Saturday 14 December 2019 12:37 pm

Negotiating a better broadband deal 'could save £120 per year'

Consumers could save around £120 a year on broadband by negotiating with their internet suppliers, but around 45 per cent do not ask for a better deal, according to research from Which.

Around 78 per cent of the more than 5,000 people surveyed revealed they had been offered an incentive, discount or better deal, by haggling.

Read more: Revealed: London’s best and worst streets for broadband speeds

The consumer group said that 52 per cent found haggling easy, while 27 per cent said it was difficult.

Meanwhile, 45 per cent of respondents said they had never contacted their current provider to ask for a better deal, 38 per cent had never switched provider and 24 per cent had not changed supplier for more than three years.

Of those who had not negotiated new deals, 51 per cent said they were paying the same as when they first signed up.

Around 20 per cent who had not haggled said they had not done so because they were happy with price and service.

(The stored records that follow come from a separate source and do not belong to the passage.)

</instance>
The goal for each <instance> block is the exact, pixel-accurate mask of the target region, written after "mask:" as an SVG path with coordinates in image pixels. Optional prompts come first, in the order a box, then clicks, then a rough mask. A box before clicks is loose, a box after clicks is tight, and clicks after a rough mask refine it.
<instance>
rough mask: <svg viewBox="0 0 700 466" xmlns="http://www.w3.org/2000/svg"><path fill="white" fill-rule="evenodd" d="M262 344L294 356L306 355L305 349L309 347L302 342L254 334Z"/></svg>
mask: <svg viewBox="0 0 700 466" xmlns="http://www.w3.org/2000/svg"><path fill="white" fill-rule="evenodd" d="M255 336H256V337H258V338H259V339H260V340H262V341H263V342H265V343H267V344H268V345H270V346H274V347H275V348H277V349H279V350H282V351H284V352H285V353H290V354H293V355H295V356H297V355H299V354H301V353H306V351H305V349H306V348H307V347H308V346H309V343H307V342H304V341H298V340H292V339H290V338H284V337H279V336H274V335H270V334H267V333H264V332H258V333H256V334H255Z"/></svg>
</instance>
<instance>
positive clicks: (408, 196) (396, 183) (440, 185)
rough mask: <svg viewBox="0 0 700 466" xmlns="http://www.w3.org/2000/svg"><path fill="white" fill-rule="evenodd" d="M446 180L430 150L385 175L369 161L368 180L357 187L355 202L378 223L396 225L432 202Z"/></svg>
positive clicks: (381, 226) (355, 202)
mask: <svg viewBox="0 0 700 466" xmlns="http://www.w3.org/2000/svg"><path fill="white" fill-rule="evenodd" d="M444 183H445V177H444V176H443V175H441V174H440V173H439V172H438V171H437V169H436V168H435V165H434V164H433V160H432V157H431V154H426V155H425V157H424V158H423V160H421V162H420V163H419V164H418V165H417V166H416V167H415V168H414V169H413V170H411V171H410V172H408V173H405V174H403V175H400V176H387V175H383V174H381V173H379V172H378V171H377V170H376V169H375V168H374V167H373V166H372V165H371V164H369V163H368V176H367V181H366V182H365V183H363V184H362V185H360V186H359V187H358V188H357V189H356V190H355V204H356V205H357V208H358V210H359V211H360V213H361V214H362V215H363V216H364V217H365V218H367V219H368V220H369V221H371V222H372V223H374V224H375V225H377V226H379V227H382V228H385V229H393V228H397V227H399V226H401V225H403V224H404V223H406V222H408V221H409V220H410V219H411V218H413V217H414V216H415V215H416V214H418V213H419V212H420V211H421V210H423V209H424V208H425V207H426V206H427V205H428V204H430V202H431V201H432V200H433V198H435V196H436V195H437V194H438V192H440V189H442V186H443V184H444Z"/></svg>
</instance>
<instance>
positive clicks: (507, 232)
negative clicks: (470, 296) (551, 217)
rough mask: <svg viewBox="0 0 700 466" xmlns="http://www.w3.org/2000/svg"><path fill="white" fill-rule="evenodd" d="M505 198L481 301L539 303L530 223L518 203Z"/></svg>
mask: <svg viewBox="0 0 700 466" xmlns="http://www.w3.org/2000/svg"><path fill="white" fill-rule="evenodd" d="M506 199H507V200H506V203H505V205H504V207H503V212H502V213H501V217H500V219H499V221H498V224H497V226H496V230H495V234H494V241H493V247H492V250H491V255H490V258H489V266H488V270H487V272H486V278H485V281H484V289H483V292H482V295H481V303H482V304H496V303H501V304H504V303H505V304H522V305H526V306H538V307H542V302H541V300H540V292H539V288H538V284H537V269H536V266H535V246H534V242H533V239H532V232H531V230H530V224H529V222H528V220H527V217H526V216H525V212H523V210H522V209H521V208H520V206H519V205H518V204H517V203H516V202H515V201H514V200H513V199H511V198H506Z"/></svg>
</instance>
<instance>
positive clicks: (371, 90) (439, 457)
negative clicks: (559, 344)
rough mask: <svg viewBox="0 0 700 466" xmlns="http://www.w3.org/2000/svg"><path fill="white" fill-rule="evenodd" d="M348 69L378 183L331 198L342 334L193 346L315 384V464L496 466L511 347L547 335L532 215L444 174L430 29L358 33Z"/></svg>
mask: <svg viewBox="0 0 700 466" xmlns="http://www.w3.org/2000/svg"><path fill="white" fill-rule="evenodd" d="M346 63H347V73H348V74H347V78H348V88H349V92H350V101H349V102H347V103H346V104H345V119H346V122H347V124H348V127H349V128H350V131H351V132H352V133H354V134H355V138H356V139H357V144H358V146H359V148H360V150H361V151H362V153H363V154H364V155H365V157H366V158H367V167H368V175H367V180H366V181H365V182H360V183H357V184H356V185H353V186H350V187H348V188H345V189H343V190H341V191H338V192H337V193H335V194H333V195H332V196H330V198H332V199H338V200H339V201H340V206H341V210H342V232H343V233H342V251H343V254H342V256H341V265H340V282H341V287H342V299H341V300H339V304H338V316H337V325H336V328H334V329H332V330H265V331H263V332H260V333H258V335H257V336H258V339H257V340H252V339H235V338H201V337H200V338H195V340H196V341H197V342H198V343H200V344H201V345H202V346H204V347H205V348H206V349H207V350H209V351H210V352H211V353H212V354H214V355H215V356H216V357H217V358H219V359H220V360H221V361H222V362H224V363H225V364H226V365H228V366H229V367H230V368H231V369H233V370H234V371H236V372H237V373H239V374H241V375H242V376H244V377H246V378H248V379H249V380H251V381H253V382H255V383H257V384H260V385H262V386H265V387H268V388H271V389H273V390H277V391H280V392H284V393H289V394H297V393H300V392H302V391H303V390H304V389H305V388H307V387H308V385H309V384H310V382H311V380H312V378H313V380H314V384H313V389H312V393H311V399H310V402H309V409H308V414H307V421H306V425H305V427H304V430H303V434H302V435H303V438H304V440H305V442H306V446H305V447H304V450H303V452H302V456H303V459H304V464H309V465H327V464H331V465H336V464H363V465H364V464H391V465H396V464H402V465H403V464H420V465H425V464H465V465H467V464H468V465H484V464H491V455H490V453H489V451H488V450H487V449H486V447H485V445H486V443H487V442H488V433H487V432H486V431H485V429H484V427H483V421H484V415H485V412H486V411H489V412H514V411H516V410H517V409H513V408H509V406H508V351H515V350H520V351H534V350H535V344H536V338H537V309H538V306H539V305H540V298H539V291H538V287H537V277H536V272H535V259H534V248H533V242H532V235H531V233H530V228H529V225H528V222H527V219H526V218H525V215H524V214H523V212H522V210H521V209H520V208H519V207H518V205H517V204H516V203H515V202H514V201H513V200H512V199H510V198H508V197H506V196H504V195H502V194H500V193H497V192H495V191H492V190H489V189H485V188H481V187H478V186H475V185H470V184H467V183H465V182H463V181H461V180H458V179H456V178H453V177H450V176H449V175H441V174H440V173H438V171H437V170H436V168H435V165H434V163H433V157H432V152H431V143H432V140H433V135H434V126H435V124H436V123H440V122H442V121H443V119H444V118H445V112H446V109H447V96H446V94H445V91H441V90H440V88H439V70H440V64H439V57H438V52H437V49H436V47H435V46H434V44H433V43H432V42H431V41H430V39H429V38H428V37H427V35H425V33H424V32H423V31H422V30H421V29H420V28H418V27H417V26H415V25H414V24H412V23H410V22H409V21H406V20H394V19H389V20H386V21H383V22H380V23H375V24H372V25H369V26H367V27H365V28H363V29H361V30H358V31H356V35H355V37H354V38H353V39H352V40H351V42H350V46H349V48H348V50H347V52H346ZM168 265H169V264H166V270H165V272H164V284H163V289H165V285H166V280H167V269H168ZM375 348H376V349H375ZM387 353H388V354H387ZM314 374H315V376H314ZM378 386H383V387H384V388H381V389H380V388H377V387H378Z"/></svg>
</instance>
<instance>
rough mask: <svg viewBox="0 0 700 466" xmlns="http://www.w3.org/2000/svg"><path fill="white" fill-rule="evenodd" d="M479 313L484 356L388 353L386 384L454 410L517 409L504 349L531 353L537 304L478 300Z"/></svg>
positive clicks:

Meanwhile 71 per cent of those who did switch said the process was easy. 27 per cent experienced some time without an internet connection.

Natalie Hitchins, Which head of home products and services, said: “Many of us obediently pay our bills throughout the year without ever giving it a second thought, but just one phone call or online chat could save you £120 this Christmas.

“There are bigger savings to be had for those willing to switch to a new provider, but even if you are happy where you are, don’t be afraid to ask for a discount – it could make all the difference.”

The process to switch is straightforward for most customers, Which explains, with those using the Openreach network, including BT, Sky, TalkTalk, Plusnet and more, only required to contact their new provider.

Read more: London set for fibre backbone to boost internet speeds

If moving from a separate network, however, a cease and re-provide process is needed, which means contacting the old provider to turn the connection off before joining a new provider.

Ofcom is set to discuss changes to this process in 2020 with a view to making it simpler.